Une partie très importante des acteurs économiques (employeurs, représentants des salariés et services de santé au travail) ne savent pas comment agir, considérant qu’il s’agit avant tout d’une question de santé publique. Et pourtant, en pratique, les mêmes acteurs, régulièrement confrontés à des situations-problèmes professionnelles, continuent à chercher les moyens d’action efficace[2].
L’état actuel des recherches en sciences humaines et sociales montrent qu’il serait temps de quitter l’approche qui objective les comportements en les incarnant dans des catégories de risques ou de personnes à risques pour appréhender ces phénomènes problématiques dans leur continuité et leurs interactions avec les champs et les objets sociaux, et notamment le travail.
Le déplacement de l’angle d’analyse de l’univers des problèmes sociaux des « populations problématiques » aux « dimensions problématisées », que proposent les sciences humaines et sociales, ne signifie nullement la négation des difficultés et des risques mais la nécessité de les conceptualiser différemment.
L’usage individuellement et socialement réglé de psychotropes est ambivalent. Il a toujours une double perspective : celle de la maladie et celle de la santé. Des études montrent que les psychotropes peuvent être « un moyen d’anesthésier l’inhibition liée à la peur » [Veil, 1964] : une conduite à risque se substitue à une autre, imposée par l’organisation du travail et les normes productives, perçue comme plus dangereuse. Pour comprendre et dépasser ces contradictions il faut regarder la manière dont le travail se transforme. 

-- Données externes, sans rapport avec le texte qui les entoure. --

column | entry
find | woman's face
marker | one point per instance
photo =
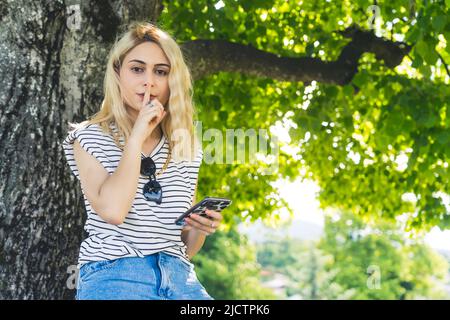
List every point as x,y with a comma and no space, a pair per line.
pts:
144,66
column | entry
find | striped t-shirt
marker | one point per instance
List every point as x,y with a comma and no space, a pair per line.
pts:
149,227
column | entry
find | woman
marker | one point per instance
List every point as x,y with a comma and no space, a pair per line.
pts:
137,160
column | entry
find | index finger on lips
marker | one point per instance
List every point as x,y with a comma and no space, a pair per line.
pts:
146,96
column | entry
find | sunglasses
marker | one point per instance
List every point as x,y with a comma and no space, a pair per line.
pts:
152,190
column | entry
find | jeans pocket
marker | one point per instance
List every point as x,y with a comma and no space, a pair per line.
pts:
95,267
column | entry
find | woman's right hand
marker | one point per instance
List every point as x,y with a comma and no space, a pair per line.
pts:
148,118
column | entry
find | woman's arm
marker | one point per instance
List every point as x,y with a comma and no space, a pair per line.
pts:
193,240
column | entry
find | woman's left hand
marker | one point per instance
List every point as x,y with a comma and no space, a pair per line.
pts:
204,225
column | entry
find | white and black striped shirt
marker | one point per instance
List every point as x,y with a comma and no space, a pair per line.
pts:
149,227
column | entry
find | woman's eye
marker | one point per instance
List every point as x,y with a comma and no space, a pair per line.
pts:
161,72
134,68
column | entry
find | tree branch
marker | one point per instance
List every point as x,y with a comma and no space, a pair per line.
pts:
207,57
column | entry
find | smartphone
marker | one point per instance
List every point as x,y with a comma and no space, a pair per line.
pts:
212,203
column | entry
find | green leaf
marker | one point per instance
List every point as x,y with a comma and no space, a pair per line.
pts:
439,22
428,53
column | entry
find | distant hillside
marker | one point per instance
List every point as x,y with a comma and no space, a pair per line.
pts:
303,230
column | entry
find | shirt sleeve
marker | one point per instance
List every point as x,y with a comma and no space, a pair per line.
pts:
93,141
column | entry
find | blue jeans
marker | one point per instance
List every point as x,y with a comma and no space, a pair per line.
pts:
159,276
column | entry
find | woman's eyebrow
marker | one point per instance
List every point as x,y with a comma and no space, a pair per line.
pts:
142,62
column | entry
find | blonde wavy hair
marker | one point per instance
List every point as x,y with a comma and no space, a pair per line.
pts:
178,124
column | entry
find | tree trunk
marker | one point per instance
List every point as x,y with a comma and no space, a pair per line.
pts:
52,62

[1] Interactions entre santé et travail, IGAS, Inspection générale des affaires sociales, Bensadon (A.C.), Barbezieux (Ph.), juin 2013 – http://www.igas.gouv.fr/spip.php?article321

[2] Avis présenté au nom de la commission des affaires sociales sur le projet de loi de finances pour 2014, TOME VI – TRAVAIL ET EMPLOI. Par M. Francis VERCAMER, Député – http://www.assemblee-nationale.fr/14/budget/plf2014/a1432-tVI.asp

 

Les thèmes et sous-thèmes proposés

 

Les usages de substances psychoactives se transforment

  • Les usages ont changé (les consommateurs, les produits, les environnements)
  • Les prescriptions médicales et sociales de SPA ont changé
  • La guerre à la drogue : métaphore, cadrage et dramatisation

Le travail se transforme

  • Que disent les sciences du travail sur le travail d’aujourd’hui ?
  • Management : flexibilité, qualité, intensification, évaluation
  • Les stratégies individuelles et collectives de défense

Les interrelations usages et travail

  • Pluralité et incertitude de l’expertise sur les effets des drogues au travail
  • Quelles « fonctions », pratiques et finalités des usages de PSA au travail ?
  • Entre prescription et auto-prescription : comment définir les cadres d’usage ? 
  • Travail et dopage : quels liens, quelles articulations ?
  • Travail et usages avec dépendance
  • Que disent les sciences du travail sur les usages de SPA des salariés et employeurs ?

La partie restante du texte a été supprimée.